Por su parte, Héctor Muzzio, especialista en seguridad bancaria, destacó que también son validos los llamados "testigos de preexistencia" que constatan la pertenencia de la joya. "Puede ser una amiga que vio a la damnificada usándolas en una fiesta o en alguna reunión o mismo la persona que se la regaló", aclaró.
"Hay clientes que hacen un acta notarial ante escribano público o muestran la declaración jurada a la AFIP pero es complejo porque cada vez que uno ingresa a la caja ya sea para retirar o guardar plata, o bien tomar algo de valor ya no es lo mismo", consideró el especialista.
Características de la relación contractual
Una caja de seguridad no es más que un lugar alquilado para depositar en forma secreta y confidencial, los valores del cliente. Para obtener ese espacio, el usuario firma con el banco un contrato que no cuenta con una regulación específica, es decir, que no está contemplado por la ley, y en el cual asigna a quienes autoriza a acceder a la misma.
Hay alrededor de cinco medidas de cajas de seguridad y los precios varían dependiendo tanto del tamaño como del banco donde se la contrate. En promedio una mediana, cuesta unos $2.000 anuales y al contratarla el banco está obligado a brindarle un espacio confiable y protegido.

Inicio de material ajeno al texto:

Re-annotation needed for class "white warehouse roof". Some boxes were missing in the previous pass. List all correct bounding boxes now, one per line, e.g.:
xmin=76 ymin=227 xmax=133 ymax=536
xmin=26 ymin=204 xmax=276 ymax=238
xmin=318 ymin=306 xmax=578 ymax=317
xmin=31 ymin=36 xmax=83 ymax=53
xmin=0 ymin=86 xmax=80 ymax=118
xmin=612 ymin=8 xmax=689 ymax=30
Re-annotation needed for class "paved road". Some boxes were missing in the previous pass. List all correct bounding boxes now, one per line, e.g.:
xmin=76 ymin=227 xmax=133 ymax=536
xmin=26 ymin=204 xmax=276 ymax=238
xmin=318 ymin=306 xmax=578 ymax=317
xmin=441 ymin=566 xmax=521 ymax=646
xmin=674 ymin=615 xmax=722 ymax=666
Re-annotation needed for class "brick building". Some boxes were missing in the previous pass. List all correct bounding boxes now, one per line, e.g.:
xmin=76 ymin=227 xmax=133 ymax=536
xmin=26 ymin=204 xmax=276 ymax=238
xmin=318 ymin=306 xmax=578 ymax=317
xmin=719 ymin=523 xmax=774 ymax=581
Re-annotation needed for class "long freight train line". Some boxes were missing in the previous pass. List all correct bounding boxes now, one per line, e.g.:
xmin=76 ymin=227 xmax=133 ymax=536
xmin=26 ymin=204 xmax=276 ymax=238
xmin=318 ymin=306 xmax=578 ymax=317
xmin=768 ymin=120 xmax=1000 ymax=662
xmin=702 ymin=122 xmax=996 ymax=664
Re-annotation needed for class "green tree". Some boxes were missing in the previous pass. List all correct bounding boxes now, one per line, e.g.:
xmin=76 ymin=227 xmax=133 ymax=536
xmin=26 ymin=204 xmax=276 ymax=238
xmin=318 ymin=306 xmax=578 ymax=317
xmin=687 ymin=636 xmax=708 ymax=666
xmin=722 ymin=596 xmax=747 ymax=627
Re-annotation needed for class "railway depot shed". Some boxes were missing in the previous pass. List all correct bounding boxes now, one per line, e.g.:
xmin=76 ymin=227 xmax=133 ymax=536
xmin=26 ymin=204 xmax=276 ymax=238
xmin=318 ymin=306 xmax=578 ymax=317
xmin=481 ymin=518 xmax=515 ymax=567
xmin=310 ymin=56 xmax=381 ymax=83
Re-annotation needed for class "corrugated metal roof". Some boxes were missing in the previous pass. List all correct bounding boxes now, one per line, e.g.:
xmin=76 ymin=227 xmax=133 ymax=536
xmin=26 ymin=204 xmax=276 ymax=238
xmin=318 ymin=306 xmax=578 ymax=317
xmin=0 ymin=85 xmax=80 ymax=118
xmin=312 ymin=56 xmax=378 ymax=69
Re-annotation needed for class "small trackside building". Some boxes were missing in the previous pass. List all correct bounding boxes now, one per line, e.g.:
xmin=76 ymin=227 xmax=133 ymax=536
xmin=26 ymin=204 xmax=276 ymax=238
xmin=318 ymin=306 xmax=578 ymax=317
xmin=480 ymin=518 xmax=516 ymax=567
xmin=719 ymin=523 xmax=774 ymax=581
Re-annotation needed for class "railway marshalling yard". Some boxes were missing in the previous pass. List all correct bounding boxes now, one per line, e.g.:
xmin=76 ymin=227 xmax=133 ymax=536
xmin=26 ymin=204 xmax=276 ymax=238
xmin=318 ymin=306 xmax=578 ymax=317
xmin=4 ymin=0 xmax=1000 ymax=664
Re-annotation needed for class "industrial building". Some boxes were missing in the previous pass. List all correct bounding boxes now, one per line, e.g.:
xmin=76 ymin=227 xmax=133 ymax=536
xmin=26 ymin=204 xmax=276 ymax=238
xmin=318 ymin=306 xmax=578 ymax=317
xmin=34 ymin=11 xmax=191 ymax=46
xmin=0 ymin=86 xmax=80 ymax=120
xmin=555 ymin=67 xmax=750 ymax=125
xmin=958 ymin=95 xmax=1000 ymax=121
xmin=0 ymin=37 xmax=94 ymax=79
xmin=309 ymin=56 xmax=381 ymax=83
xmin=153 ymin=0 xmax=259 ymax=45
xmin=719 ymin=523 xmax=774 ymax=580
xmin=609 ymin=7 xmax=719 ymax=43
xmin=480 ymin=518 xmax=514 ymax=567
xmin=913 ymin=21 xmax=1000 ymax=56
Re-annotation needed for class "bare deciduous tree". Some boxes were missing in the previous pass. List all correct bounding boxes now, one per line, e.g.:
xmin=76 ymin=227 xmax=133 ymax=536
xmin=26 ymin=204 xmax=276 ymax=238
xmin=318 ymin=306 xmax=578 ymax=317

Zingman de Domínguez señaló que el servicio que se contrata es de "vigilancia activa" lo que significa que es eficiente y no falla. "El usuario busca en la institución bancaria, la seguridad como un servicio profesional y especializado que no posee en su empresa o en su casa".
En ese mismo sentido, Muzzio resaltó que es obligación del banco preservar el espacio que se contrató. "Es importante que cumpla con las medidas de seguridad mínima que se contemplan en el contrato", aseveró.
En muchos casos, esta alternativa de preservar los bienes surge como una medida preventiva ante los hechos de inseguridad, se convierte en una forma de no estar expuesto con el dinero o los elementos de valor en una vivienda o mismo en una empresa.
Según expuso Zygman de Domínguez, en el derecho internacional comparado, se establece expresamente que "el banco se hace responsable de la eficacia del servicio y de la vigilancia de los locales, así como de la integridad del compartimiento, salvo caso 'fortuito', como sería un terremoto, una guerra, un huracán, pero no el hecho del hombre en sí mismo, por el contrario, el robo o el hurto que son justamente los riesgos que motivan al cliente a contratar el servicio de caja de seguridad y constituyen el riesgo propio del negocio del banco".
Y agregó: "El contrato redactado por los bancos contiene una cláusula que ha sido declarada nula por nuestra jurisprudencia y es la que se refiere a la falta de responsabilidad del banco, en caso de desaparición del contenido de las cajas, por hechos de terceros, que no son considerados fuerza mayor o caso fortuito".
Por lo tanto, en caso de ser víctima de un hecho delictivo en las cajas de seguridad, el usuario será indemnizado por el contenido pero deberá demostrar qué pertenencias guardaba en su interior en caso de que el monto que reclama supere lo que el banco estimara en estas circunstancias.